As is so often the case, today’s New York Times Style section has an interesting article about trends in parenthood. You can read it here. The main point (though really, it is worth reading the whole article) is that increasing numbers of men are becoming single fathers by choice. These are men who are and expect to remain single, or at least, have no immediate plans to couple-up. They are also men who have taken affirmative steps to become parents–not men who become fathers via unintended pregnancies. Thus, these men have either employed surrogates or are adopting kids.
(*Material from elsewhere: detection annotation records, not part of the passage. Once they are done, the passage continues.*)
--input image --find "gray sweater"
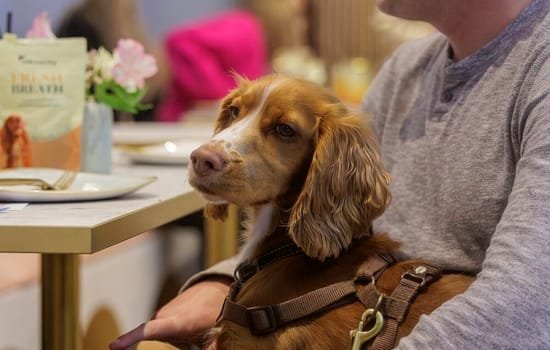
[186,0,550,350]
[364,0,550,350]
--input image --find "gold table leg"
[204,205,241,267]
[42,254,82,350]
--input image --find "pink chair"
[156,11,268,121]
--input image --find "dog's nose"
[191,146,225,176]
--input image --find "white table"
[0,166,204,350]
[0,118,239,350]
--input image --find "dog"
[0,114,32,168]
[189,74,472,349]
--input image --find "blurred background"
[0,0,432,350]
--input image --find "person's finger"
[109,323,145,350]
[109,317,189,350]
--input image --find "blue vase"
[80,102,113,174]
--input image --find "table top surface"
[0,120,213,254]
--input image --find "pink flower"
[111,39,158,92]
[26,12,55,39]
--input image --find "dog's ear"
[203,203,228,221]
[289,109,390,261]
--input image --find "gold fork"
[0,170,77,191]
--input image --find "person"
[111,0,550,350]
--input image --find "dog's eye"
[275,124,296,138]
[229,106,239,120]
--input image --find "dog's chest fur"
[217,235,397,349]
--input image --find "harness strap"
[369,264,441,350]
[234,242,304,283]
[221,281,356,335]
[218,253,394,335]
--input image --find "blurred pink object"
[111,39,158,91]
[26,12,55,39]
[157,11,268,121]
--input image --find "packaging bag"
[0,34,87,170]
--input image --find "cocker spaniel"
[189,75,472,350]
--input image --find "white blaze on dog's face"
[189,75,323,206]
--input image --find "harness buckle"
[233,261,259,283]
[401,265,441,290]
[246,305,279,335]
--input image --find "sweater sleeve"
[397,60,550,350]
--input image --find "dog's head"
[189,75,390,260]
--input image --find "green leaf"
[94,80,152,114]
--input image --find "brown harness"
[218,243,441,350]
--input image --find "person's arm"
[109,256,237,350]
[397,63,550,350]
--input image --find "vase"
[80,102,113,174]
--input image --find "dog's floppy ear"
[289,108,390,261]
[203,203,228,221]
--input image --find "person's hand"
[109,277,231,350]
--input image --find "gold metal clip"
[349,309,384,350]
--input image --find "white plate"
[0,168,156,202]
[113,122,214,146]
[121,140,204,165]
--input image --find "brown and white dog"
[189,75,471,349]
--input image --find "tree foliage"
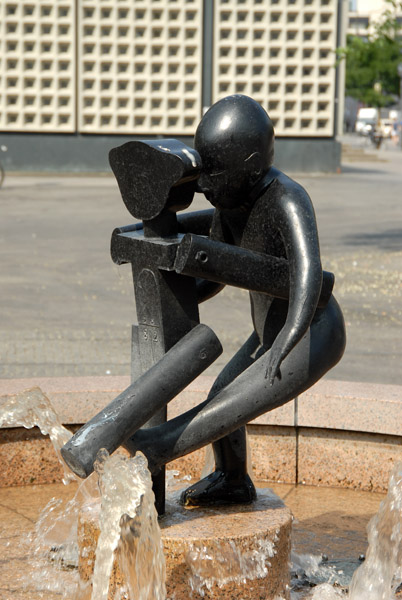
[340,0,402,107]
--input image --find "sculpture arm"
[192,209,225,304]
[266,182,322,385]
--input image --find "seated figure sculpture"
[125,95,345,505]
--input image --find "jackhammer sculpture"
[62,95,345,513]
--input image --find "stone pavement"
[0,136,402,384]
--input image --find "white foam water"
[292,463,402,600]
[0,388,402,600]
[0,387,166,600]
[0,387,77,483]
[91,450,166,600]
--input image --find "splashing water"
[91,450,166,600]
[0,387,166,600]
[292,463,402,600]
[349,463,402,600]
[0,388,402,600]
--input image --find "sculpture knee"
[312,296,346,377]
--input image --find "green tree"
[340,0,402,107]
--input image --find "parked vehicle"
[355,108,379,135]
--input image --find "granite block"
[247,425,296,483]
[297,379,402,435]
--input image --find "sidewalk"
[0,137,402,384]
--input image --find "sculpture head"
[194,95,274,209]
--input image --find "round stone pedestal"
[78,489,292,600]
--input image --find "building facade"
[0,0,347,171]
The article interests me for several reasons. First and probably most obvious, the very existence of the topic is a tribute to the gendered nature of parenting . The whole point is that this is about unmarried men deciding to raise children. For years there have been vast numbers of stories about unmarried women raising children–a la Murphy Brown. And of course, there’s been accompanying debate about the social and psychological consequences of unmarried motherhood.
In many ways, the standard story presented in the paper parallels that told about unmarried women who choose to become married. These men want to become parents, they have not found the right partner, but they are otherwise ready and able. But it is also very different.
The strong desire for parenthood is a well known and well-accepted attribute of the publicly- imagined female psyche. Girls playing with dolls, the ticking biological clock and all that. It’s not so prominent a part of the male psyche. Of course most people would acknowledge that many men want to have children. But having children–being a parent–is a much bigger part of what we think women should be are or preoccupied with. So the very fact that men are coming forward and professing such a strong desire for parenthood is striking.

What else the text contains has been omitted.